How does crime appear? The list continues on and on, but hopefully, it is evident that there are many factors to take into account and that it’s crucial to identify which of them are crucial when assessing your investment requirements. There is nothing wrong with considering several markets at once, but without the correct team, doing so will be difficult. Starting with 1-2 could end up being a far better use of time than trying to cover too much ground too quickly in a particular industry.
5. You Don’t Always Win/ Make Money: This applies to all investments, not just multifamily ones. When it comes to apartment sales, you frequently hear about all the successes, but what about the losses? They must also happen, right? It is difficult to lose in the current market given the low borrowing rates, ongoing cap rate compression, and enormous rent increases (which have increased valuations). Due to the stage of the market cycle, we are in right now, investors have gained millions on investments that have paid off. Despite this, we don’t hear a lot about those who made investments between 2005 and 2010.
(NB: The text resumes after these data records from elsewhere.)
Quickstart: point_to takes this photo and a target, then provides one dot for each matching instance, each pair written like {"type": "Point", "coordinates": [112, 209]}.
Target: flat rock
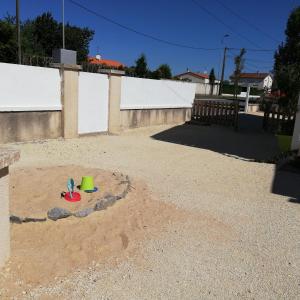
{"type": "Point", "coordinates": [84, 212]}
{"type": "Point", "coordinates": [58, 213]}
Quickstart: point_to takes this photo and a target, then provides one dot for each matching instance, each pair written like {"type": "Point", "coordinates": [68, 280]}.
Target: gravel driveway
{"type": "Point", "coordinates": [245, 245]}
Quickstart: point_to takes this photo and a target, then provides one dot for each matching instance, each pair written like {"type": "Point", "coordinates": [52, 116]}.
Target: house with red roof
{"type": "Point", "coordinates": [97, 60]}
{"type": "Point", "coordinates": [261, 81]}
{"type": "Point", "coordinates": [193, 77]}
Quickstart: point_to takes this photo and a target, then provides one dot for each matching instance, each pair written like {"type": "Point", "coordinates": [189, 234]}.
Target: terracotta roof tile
{"type": "Point", "coordinates": [254, 75]}
{"type": "Point", "coordinates": [106, 62]}
{"type": "Point", "coordinates": [198, 75]}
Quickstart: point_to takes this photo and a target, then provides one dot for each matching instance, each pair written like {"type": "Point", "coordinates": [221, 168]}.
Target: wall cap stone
{"type": "Point", "coordinates": [66, 66]}
{"type": "Point", "coordinates": [112, 72]}
{"type": "Point", "coordinates": [8, 157]}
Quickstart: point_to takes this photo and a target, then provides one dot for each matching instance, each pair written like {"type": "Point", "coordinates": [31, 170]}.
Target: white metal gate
{"type": "Point", "coordinates": [93, 103]}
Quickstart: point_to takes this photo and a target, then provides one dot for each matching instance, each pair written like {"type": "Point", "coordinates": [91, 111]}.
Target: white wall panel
{"type": "Point", "coordinates": [139, 93]}
{"type": "Point", "coordinates": [93, 103]}
{"type": "Point", "coordinates": [28, 88]}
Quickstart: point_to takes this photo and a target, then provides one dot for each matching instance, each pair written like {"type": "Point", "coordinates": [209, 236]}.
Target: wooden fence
{"type": "Point", "coordinates": [279, 121]}
{"type": "Point", "coordinates": [215, 112]}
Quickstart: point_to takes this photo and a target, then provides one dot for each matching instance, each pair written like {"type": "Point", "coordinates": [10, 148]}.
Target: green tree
{"type": "Point", "coordinates": [287, 63]}
{"type": "Point", "coordinates": [164, 72]}
{"type": "Point", "coordinates": [40, 36]}
{"type": "Point", "coordinates": [141, 68]}
{"type": "Point", "coordinates": [8, 42]}
{"type": "Point", "coordinates": [212, 79]}
{"type": "Point", "coordinates": [239, 62]}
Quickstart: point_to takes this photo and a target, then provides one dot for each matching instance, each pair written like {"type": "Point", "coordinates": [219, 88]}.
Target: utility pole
{"type": "Point", "coordinates": [18, 31]}
{"type": "Point", "coordinates": [63, 27]}
{"type": "Point", "coordinates": [223, 70]}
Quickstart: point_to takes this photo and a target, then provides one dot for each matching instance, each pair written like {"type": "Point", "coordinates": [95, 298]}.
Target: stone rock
{"type": "Point", "coordinates": [15, 219]}
{"type": "Point", "coordinates": [27, 220]}
{"type": "Point", "coordinates": [84, 213]}
{"type": "Point", "coordinates": [58, 213]}
{"type": "Point", "coordinates": [107, 201]}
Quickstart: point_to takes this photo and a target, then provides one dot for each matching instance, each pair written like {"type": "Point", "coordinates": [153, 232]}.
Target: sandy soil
{"type": "Point", "coordinates": [43, 252]}
{"type": "Point", "coordinates": [238, 237]}
{"type": "Point", "coordinates": [34, 191]}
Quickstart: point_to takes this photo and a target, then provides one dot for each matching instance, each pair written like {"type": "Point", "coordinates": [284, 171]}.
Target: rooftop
{"type": "Point", "coordinates": [256, 75]}
{"type": "Point", "coordinates": [198, 75]}
{"type": "Point", "coordinates": [106, 62]}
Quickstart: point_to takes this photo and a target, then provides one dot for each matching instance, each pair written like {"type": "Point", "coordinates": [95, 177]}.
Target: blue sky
{"type": "Point", "coordinates": [180, 21]}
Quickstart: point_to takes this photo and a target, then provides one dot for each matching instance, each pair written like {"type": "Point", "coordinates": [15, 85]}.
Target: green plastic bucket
{"type": "Point", "coordinates": [87, 183]}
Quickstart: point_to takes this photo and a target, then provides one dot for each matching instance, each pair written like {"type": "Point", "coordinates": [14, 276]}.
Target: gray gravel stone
{"type": "Point", "coordinates": [27, 220]}
{"type": "Point", "coordinates": [58, 213]}
{"type": "Point", "coordinates": [15, 219]}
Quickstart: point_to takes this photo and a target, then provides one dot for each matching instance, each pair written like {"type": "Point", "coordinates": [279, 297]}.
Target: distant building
{"type": "Point", "coordinates": [261, 81]}
{"type": "Point", "coordinates": [97, 60]}
{"type": "Point", "coordinates": [194, 77]}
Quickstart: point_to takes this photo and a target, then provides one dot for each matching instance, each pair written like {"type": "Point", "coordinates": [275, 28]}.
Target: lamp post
{"type": "Point", "coordinates": [63, 22]}
{"type": "Point", "coordinates": [223, 64]}
{"type": "Point", "coordinates": [18, 31]}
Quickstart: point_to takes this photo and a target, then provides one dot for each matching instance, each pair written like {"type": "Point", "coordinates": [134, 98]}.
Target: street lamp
{"type": "Point", "coordinates": [223, 65]}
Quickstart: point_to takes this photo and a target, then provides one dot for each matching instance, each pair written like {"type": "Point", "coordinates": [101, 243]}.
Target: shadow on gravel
{"type": "Point", "coordinates": [286, 182]}
{"type": "Point", "coordinates": [249, 142]}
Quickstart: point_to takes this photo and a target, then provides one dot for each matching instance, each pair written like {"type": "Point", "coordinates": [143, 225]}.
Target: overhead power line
{"type": "Point", "coordinates": [225, 24]}
{"type": "Point", "coordinates": [180, 45]}
{"type": "Point", "coordinates": [149, 36]}
{"type": "Point", "coordinates": [253, 50]}
{"type": "Point", "coordinates": [247, 21]}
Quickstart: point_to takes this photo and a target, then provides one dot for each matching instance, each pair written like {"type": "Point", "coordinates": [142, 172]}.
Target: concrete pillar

This is because it’s more probable than not that those who made investments at that time lost part or all of their capital. Interest rates will inevitably rise, which will impact how agreements are traded. Even though it seems unlikely that a financial collapse like the one that occurred in 2007–2008 will happen again anytime soon, there are a number of factors that could force owners to sell their properties—possibly at a loss—in the future, including changes in interest rates, increases in operating costs, difficulty finding qualified workers, and significant capital expenditures (such as those for HVAC systems, plumbing, roofs, and electrical systems).
Conclusion: Even though learning from your own mistakes is important, it’s also beneficial to study those of others. This blog post discussed 5 difficulties real estate investors may encounter when investing in multifamily properties. As you can see, avoiding them is not that difficult. All you need to do to get good returns on your investment is to execute your due diligence.